Nach Bandscheiben-OP

Hallyday verlässt Krankenhaus

Der französische Rocksänger Johnny Hallyday hat nach einer Bandscheibenoperation in Los Angeles die Klinik am Mittwoch wieder verlassen. Das teilte das Pressebüro des 66-Jährigen in Paris mit. Er werde gemeinsam mit seiner Frau und seinen zwei Töchtern in seinem Haus in Los Angeles Weihnachten feiern, hieß es weiter. Der Sänger müsse aber die "unverzichtbare medizinische Behandlung" fortsetzen.

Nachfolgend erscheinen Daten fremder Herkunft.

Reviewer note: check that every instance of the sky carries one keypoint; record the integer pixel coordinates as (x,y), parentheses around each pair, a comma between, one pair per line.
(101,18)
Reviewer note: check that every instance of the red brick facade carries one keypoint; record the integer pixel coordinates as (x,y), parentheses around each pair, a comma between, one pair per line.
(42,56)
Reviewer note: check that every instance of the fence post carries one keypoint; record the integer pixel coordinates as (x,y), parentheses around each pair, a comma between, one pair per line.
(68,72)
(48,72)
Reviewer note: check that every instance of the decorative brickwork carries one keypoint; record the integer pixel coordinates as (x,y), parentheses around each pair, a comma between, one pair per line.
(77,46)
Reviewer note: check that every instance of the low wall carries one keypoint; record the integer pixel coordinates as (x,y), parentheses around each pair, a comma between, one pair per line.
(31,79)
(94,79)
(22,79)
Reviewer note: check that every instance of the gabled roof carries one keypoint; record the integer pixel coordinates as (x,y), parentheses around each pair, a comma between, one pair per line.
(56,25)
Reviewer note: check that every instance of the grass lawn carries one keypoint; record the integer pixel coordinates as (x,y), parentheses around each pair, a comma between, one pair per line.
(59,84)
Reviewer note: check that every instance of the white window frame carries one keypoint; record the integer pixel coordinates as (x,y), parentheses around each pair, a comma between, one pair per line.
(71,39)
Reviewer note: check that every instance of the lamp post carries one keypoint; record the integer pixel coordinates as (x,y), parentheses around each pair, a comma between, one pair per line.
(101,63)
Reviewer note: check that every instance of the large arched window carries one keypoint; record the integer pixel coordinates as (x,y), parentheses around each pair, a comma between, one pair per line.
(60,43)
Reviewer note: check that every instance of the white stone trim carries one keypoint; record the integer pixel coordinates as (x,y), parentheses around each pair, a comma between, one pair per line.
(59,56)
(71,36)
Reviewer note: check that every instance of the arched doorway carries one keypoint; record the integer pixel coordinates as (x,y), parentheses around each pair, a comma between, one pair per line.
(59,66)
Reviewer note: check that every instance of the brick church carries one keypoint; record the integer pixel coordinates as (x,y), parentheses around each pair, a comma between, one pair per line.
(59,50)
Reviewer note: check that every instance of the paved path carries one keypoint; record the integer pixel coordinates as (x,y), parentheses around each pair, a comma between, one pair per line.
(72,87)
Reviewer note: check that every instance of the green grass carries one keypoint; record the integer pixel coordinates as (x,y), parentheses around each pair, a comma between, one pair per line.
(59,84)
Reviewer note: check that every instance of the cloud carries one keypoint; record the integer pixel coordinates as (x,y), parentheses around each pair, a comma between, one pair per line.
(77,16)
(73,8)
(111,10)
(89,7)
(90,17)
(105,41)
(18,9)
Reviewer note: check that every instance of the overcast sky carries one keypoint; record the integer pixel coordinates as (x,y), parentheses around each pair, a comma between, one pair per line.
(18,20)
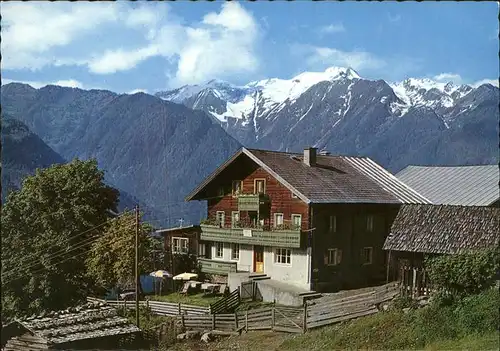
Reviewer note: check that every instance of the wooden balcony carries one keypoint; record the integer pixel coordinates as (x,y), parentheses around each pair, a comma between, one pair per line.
(216,267)
(252,236)
(252,202)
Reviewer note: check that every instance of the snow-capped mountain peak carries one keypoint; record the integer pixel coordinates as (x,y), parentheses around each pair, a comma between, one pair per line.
(429,93)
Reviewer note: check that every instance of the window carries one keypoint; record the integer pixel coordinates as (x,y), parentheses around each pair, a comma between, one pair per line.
(369,223)
(221,191)
(367,255)
(235,218)
(334,257)
(220,217)
(283,256)
(237,187)
(333,224)
(180,245)
(235,252)
(201,250)
(297,221)
(259,186)
(219,250)
(278,219)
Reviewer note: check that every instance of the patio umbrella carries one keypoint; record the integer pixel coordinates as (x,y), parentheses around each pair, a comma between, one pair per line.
(185,276)
(161,274)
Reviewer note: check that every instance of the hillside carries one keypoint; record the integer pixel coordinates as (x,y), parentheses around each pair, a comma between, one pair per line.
(414,121)
(22,153)
(154,150)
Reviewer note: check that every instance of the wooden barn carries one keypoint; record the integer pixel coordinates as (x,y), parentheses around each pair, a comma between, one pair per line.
(455,185)
(86,327)
(312,220)
(428,230)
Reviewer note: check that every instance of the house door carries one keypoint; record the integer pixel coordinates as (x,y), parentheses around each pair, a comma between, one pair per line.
(258,259)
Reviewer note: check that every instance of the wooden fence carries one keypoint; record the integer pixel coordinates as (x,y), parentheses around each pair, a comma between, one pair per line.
(342,307)
(226,304)
(315,313)
(277,318)
(158,307)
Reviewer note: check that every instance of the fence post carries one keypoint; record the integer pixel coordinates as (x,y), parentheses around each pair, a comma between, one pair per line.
(273,317)
(246,321)
(414,282)
(304,327)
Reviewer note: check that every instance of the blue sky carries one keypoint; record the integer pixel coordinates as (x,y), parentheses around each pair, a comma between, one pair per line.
(130,46)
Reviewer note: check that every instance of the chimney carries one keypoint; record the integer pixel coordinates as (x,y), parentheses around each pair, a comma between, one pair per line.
(310,156)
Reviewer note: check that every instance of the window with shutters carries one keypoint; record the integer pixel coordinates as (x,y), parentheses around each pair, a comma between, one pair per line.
(220,217)
(333,224)
(278,219)
(334,257)
(283,256)
(369,223)
(259,186)
(235,252)
(180,245)
(237,187)
(367,255)
(297,221)
(219,250)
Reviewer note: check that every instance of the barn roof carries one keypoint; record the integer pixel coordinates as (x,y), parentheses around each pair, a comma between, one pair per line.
(88,321)
(444,229)
(333,179)
(454,185)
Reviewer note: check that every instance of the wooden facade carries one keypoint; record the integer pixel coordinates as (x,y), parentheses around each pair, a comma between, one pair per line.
(246,171)
(319,221)
(350,233)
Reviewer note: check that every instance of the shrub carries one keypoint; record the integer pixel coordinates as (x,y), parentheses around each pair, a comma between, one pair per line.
(479,313)
(464,274)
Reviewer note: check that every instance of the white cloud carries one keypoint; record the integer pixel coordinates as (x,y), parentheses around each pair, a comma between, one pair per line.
(220,45)
(324,56)
(31,29)
(135,91)
(113,61)
(393,18)
(332,28)
(486,81)
(70,83)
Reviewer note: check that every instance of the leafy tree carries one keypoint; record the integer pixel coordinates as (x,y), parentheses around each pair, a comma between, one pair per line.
(112,258)
(46,229)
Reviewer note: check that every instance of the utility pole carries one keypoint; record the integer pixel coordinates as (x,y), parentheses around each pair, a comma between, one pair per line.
(137,281)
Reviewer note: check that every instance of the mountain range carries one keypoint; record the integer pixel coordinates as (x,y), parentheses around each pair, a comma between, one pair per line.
(156,149)
(414,121)
(150,149)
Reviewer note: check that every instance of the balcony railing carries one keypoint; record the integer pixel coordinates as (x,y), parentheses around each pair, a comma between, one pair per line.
(282,236)
(252,202)
(217,267)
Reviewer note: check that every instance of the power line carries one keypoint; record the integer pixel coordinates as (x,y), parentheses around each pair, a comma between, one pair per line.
(53,256)
(63,251)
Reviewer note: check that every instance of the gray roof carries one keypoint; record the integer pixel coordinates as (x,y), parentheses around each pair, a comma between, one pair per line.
(89,321)
(444,229)
(334,179)
(454,185)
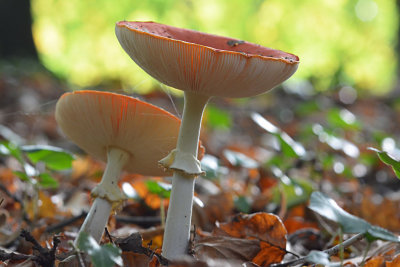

Der Rockstar hatte sich nach einer schiefgelaufenen Bandscheibenoperation am 26. November in Paris im Cedars-Sinai Hospital in Los Angeles ein zweites Mal operieren lassen. Dort hatten ihn die Ärzte vorübergehend in ein künstliches Koma versetzt, um ihm Schmerzen zu ersparen.

Hallyday, der in Frankreich als unangefochtene Ikone der Rockmusik gilt, will den Arzt, der die fehlgeschlagene erste Operation in einem Pariser Krankenhaus vornahm, vor Gericht bringen.